The best soil for begonias does not have a pH value above 7 and it is always nice and moist. It should be neutral or slightly acidic. Alternatively, you can also grow the cuttings in a glass with some water and plant them in soil later. In a bright place at room temperatures begonias will root very quickly, usually within a week. The best time to cut begonia cuttings from the mother plant is after flowering. This might be challenging with some species, such as the wax begonias, because they almost always flower. But in principle, cuttings can be grown all year round.

Leaf cuttings can also be taken easily. This works best for species with fleshy leaves. Cut off individual leaves from the mother plant and place them in a prepared planter. It is advisable to put a transparent plastic bag over the plant to increase the humidity.

Expert tip: Large specimens of tuberous begonias (Begonia × tuberhybrida) can also be propagated well by dividing the tuber. Dig it out and, if it is not too small, cut it in half. Now you can pot them again and enjoy your two begonias. Spring is ideal for this technique of propagation, before you plant the tuber outdoors again.

How to propagate begonias in summary:

  1. Cuttings:
  2. After flowering or possible all year round
  3. Cut approx. 10 cm long shoots (shorter shoots are also possible for small species)
  4. Remove lower leaves on the cuttings
  5. Stick the shoot into damp soil or into some water
  6. In a warm place, the cutting should root within a few days
begonias in nursery pots
After the cutting sprout roots, they can be potted into soil [Shutterstock.com/Matthew Ashmore]
  • Begonia leaf propagation:
  • Especially suitable for fleshy species
  • Cut off single leaves from the mother plant
  • Put the leaf in a container with some damp soil
  • Put a transparent plastic bag over it to increase humidity
  • Place in a warm place
  • Division:
  • Division is possible in tuberous begonias
  • After winter, divide the tuber in two
  • Plant out tuber parts in separate pots in spring

Begonia care

In this section, we will discuss how to care for begonias properly. Begonia plant care is easy and straight-forward.

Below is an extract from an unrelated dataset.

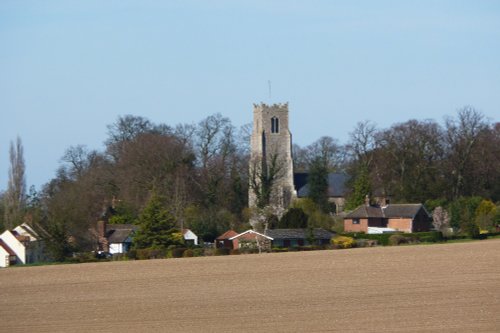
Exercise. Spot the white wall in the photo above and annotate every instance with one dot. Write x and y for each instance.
(189, 235)
(115, 248)
(4, 258)
(15, 245)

So, you do not have to put much effort in with these low-maintenance plants. Begonias even remove their own dead leaves by simply dropping them off. For the most part, pruning is therefore unnecessary with begonias. You can slightly prune them back only before overwintering them.

How to water begonias properly

Water the tropical begonias regularly, about twice a week. Sometimes it can be difficult to find the right balance between too much and too little water. Especially on hot days, this can be a bit of a challenge, as waterlogging can quickly lead to root rot. Remember that plants also evaporate more water in windy conditions. Watering begonias should decrease significantly in winter. With tuberous begonias, you can even do without watering completely after pruning over the winter.

How to fertilise begonias correctly

To produce many flowers, begonias need energy. From spring onwards, you can regularly apply a liquid begonia fertiliser. However, it is even better for the environment and far less costly to apply manure, compost or organic slow-release fertilisers in spring and early summer. From late summer onwards, you should stop fertilising slowly, as begonias do not require fertiliser during winter.

Overwintering begonias

Despite frequently ending up in compost in autumn, begonias are not annual. Most begonias are actually quite easy to take care of during winter.

overwintering begonias
Begonias are, contrary to popular belief, not annual plants [Shutterstock.com/Asetta]

Tuberous begonias, for example, only need a cool room without frost – it doesn’t even need to be light. Most indoor begonias, such as Elatior begonias, on the other hand, can easily be kept indoors during the winter. Even wax begonias can overwinter quite well in a bright room at around 16°C.